Vérité en deçà, mensonge au- delà… Le chef de l’Etat, en la circonstance, a commis comme la plupart de ses homologues, le délit de mauvaise foi qui justifie des actes commis en contradiction avec les grands principes jusque là défendus. Avec l’excuse absolutoire excipée par Emmanuel Macron a la télévision, » les circonstances sont différentes ».Comme elles le sont de toute façon toujours, un tel argument est la traduction brutale du réalisme, forme civilisée du cynisme, de l’action politique.
Ne jetons pas hypocritement la pierre à Hollande. Dés le lendemain de son élection, Chirac avait oublié cette déchirante « fracture sociale », vecteur de son succès, plus jamais évoquée pendant tout son mandat. Quant au karcher de Sarkozy contre la délinquance , l’insécurité et l’immigration, il s’est vite transformé en pistolet à eau, cause probable, avec les effets de la crise mondiale, de son échec en 2012.
Dans l’actualité brûlante, les efforts pathétiques du Premier ministre grec, Alexis Tsipras, pour faire entrer l’enormité de ses promesses électorales dans le trou de souris du réalisme européen, illustre cruellement ce décalage béant entre le souhait des dirigeants de réenchanter le rêve national, de la pure poésie, et la réalité de l’entêtement des faits.

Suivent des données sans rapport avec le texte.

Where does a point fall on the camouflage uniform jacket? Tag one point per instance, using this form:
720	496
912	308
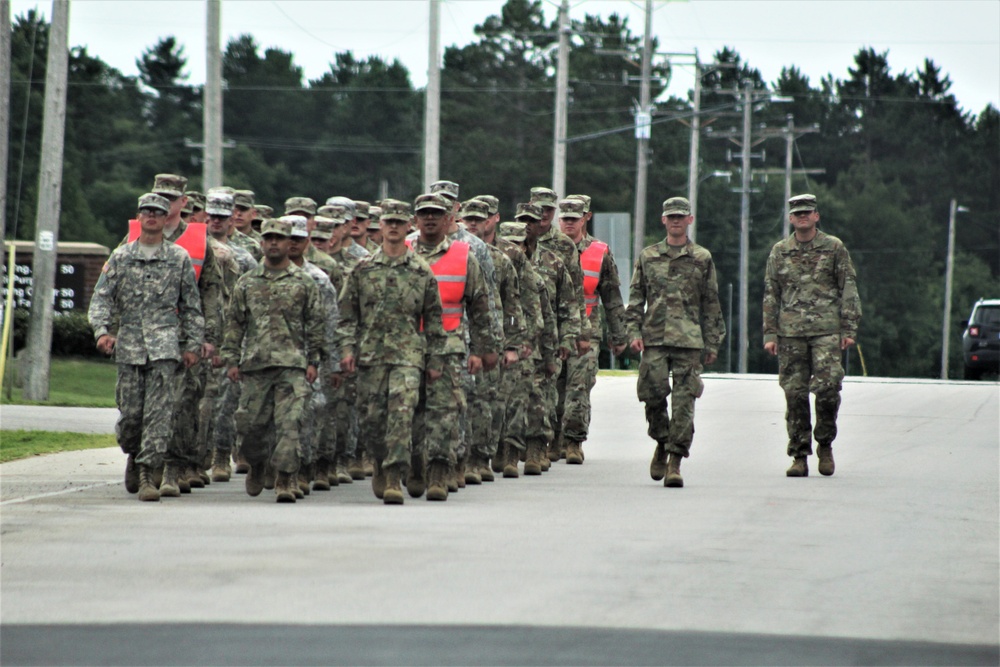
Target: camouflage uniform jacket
477	322
154	302
279	317
383	305
810	289
674	298
609	289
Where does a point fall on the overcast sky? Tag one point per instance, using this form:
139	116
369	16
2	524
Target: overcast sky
818	36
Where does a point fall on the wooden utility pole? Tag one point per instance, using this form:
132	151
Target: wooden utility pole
39	350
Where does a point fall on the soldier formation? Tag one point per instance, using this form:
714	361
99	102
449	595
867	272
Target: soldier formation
427	346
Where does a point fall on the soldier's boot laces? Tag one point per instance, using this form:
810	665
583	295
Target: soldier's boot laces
826	464
799	468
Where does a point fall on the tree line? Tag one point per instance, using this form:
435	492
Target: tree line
896	147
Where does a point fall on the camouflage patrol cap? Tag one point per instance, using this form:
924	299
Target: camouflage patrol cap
474	208
300	205
431	200
244	198
584	198
491	201
802	203
572	208
275	226
154	201
676	206
169	185
393	209
218	202
544	197
299	226
513	231
528	210
447	188
323	229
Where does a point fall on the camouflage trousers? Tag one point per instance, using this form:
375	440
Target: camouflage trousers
437	426
146	397
660	366
387	402
575	382
269	419
810	364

En la matière, tous coupables et responsables: les politiques d’une part qui,mieux que quiconque, connaissent la réalité des problèmes à affronter et prennent malgré tout des engagements impossible à tenir et d’autre part les électeurs, pourtant majeurs et vaccinés, toujours prêts a succomber au chant des sirènes. Avec, à l’arrivée, les mêmes déconvenues, les mêmes frustrations, les mêmes colères jusque là contenues. L’alternance est faite pour ça, exutoire institutionnel à la fureur populaire. Jusqu’à quand?